Had you asked Tommy what Elspeth would probably do when she dismissed David, he might have replied that she would go up to his room and lock herself into it, so that no one should disturb her for a time. And this he discovered, on returning home, was actually what had happened. How well he knew her! How distinctly he heard every beat of her tender heart, and how easy to him to tell why it was beating! He did not go up; he waited for little Elspeth to come to him, all in her own good time. And when she came, looking just as he knew she would look, he had a brave, bright face for her.
She was shaking after her excitement, or perhaps she had ceased to shake and begun again as she came down to him. He pretended not to notice it; he would notice it the moment he was sure she wanted him to, but perhaps that would not be until she was in bed and he had come to say good-night and put out her light, for, as we know, she often kept her great confidences till then, when she discovered that he already knew them.
"The doctor has been in."
She began almost at once, and in a quaking voice and from a distance, as if in hope that the bullet might be spent before it reached her brother.
"I am sorry I missed him," he replied cautiously. "What a fine fellow he is!"
"You always liked him," said Elspeth, clinging eagerly to that.
"No one could help liking him, Elspeth, he has such winning ways," said Tommy, perhaps a little in the voice with which at funerals we refer to the departed. She loved his words, but she knew she had a surprise for him this time, and she tried to blurt it out.
"He said something to me. He--oh, what a high opinion he has of you!" (She really thought he had.)
"Was that the something?" Tommy asked, with a smile that helped her, as it was meant to do.
"You understand, don't you?" she said, almost in a whisper.
"Of course I do, Elspeth," he answered reassuringly; but somehow she still thought he didn't.
"No one could have been more manly and gentle and humble," she said beseechingly.
"I am sure of it," said Tommy.
"He thinks nothing of himself," she said.
"We shall always think a great deal of him," replied Tommy.
"Yes, but----" Elspeth found the strangest difficulty in continuing, for, though it would have surprised him to be told so, Tommy was not helping her nearly as much as he imagined.
"I told him," she said, shaking, "that no one could be to me what you were. I told him----" and then timid Elspeth altogether broke down. Tommy drew her to him, as he had so often done since she was the smallest child, and pressed her head against his breast, and waited. So often he had waited thus upon Elspeth.
"There is nothing to cry about, dear," he s
aid tenderly, when the time to speak came. "You have, instead, the right to be proud that so good a man loves you.
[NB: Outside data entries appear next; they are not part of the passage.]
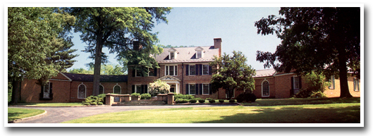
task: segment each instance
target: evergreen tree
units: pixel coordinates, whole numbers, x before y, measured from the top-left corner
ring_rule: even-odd
[[[234,89],[252,92],[255,81],[252,76],[255,70],[246,64],[246,57],[241,51],[233,51],[233,55],[224,54],[214,56],[214,61],[209,63],[212,69],[212,91],[216,92],[219,88],[226,89],[228,99],[232,98]]]

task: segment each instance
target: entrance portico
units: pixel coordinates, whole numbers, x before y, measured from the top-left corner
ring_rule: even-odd
[[[180,80],[171,76],[166,75],[162,78],[160,78],[161,81],[165,82],[171,86],[170,92],[173,92],[175,94],[180,94]]]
I am very proud of it, Elspeth."
"If I could be sure of that!" she gasped.
"Don't you believe me, dear?"
"Yes, but--that is not what makes me cry. Tommy, don't you see?"
"Yes," he assured her, "I see. You are crying because you feel so sorry for him. But I don't feel sorry for him, Elspeth. If I know anything at a ll, it is this: that no man needs pity who sincerely loves; whether that love be returned or not, he walks in a new and more beautiful world for evermore."
She clutched his hand. "I don't understand how you know those things," she whispered.
Please God, was Tommy's reflection, she should never know. He saw most vividly the pathos of his case, but he did not break down under it; it helped him, rather, to proceed.
"It will be the test of Gemmell," he said, "how he bears this. No man, I am very sure, was ever told that his dream could not come true more kindly and tenderly than you told it to him." He was in the middle of the next sentence (a fine one) before her distress stopped him.
"Tommy," she cried, "you don't understand. That is not what I told him at all!"
It was one of the few occasions on which the expression on the face of T. Sandys perceptibly changed.
"What did you tell him?" he asked, almost sharply.
"I accepted him," she said guiltily, backing away from this alarming face.
"What!"
"If you only knew how manly and gentle and humble he was," she cried quickly, as if something dire might happen if Tommy were not assured of this at once.
"You--said you would marry him, Elspeth?"
"Yes!"
"And leave me?"
"Oh, oh!" She flung her arms around his neck.